Predicting DNA repair-deficient genotypes based on Cas9-induced DNA repair products
More Info
expand_more
Abstract
Double strand breaks are lesions to the DNA and can be fatal for cells. Therefore these breaks are repaired, primarily by one of the three major repair pathways. Two of these pathways are non-homologous end-joining (NHEJ) and theta-mediated end-joining (TMEJ). These pathways leave genetic alterations in their repair products, a form of DNA damage. DNA damage is linked to several diseases such as cancer. Understanding of these pathways is important and being able to recognize which pathways are active can be beneficial for research. In this work, repair products are used to predict repair-deficient genotypes using Cas9-induced repair products.

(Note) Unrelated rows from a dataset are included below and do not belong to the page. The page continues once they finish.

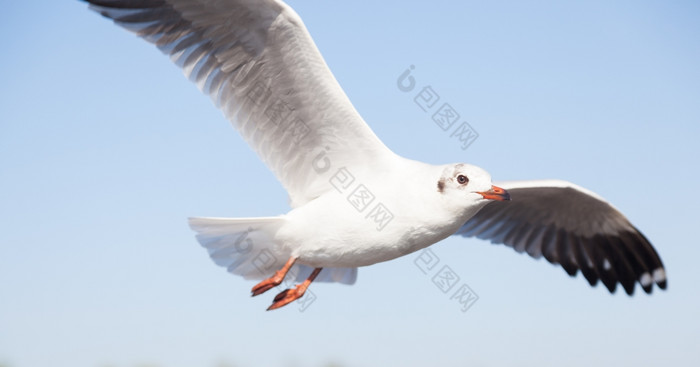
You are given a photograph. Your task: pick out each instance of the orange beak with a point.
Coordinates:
(496, 193)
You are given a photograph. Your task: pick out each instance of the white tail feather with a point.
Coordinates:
(246, 247)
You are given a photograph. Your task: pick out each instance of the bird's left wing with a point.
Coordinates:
(571, 226)
(258, 63)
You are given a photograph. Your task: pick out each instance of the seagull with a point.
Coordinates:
(353, 201)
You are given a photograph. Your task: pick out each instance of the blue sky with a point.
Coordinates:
(106, 149)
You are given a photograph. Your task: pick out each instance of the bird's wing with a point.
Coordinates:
(258, 63)
(571, 226)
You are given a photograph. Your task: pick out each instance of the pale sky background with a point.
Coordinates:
(106, 149)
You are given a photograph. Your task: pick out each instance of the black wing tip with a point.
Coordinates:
(646, 282)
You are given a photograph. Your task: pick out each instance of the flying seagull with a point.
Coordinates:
(355, 202)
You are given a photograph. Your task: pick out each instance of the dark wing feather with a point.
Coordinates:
(573, 227)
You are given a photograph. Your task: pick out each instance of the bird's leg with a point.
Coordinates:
(274, 280)
(289, 295)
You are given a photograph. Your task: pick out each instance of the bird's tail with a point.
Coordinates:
(246, 247)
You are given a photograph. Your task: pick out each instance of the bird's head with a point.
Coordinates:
(469, 186)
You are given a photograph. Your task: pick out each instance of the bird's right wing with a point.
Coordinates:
(571, 226)
(258, 63)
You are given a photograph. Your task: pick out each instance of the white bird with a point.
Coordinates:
(355, 202)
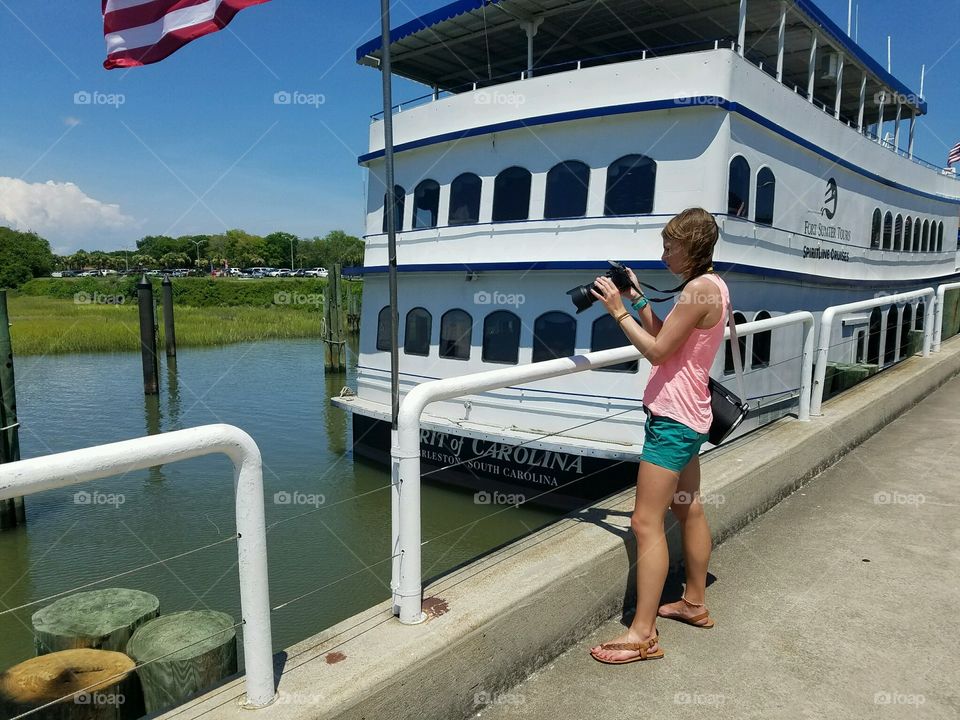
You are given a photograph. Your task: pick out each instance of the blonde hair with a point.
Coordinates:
(696, 232)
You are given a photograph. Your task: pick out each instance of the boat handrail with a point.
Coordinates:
(26, 477)
(406, 583)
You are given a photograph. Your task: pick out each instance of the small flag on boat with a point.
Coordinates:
(140, 32)
(954, 155)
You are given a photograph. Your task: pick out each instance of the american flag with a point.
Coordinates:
(954, 155)
(139, 32)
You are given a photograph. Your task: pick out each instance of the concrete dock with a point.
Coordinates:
(840, 602)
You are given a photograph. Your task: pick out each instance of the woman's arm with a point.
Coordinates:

Ku80 and PolQ deficient genotypes are used, impairing NHEJ and TMEJ respectively. The ability to recognize a repair-deficient genotype is tested using two predictive tasks. First statistical machine learning algorithms are used to predict the genotype where a repair product can be found. This is done by only using a single repair product as input. Secondly, a set of Cas9-induced repair products from a single cell culture is used to predict the genotype of that cell culture. Results show that when given a single repair products, models have difficulty predicting the correct genotype. However, results are modest and the best classifier achieved an AUC of 0.76. For predicting the genotype of a cell culture using multiple repair products of that culture showed really promising results. When predicting on cell cultures with breaks induced on a target site which the model has seen in the training data, results are near perfect. Predicting on unseen target sites shows that there is room for improvement but the best performing models showed an average AUC of 0.879 across target sites. A Results show that Cas9-induced repair products can be used to predict repair-deficient genotypes.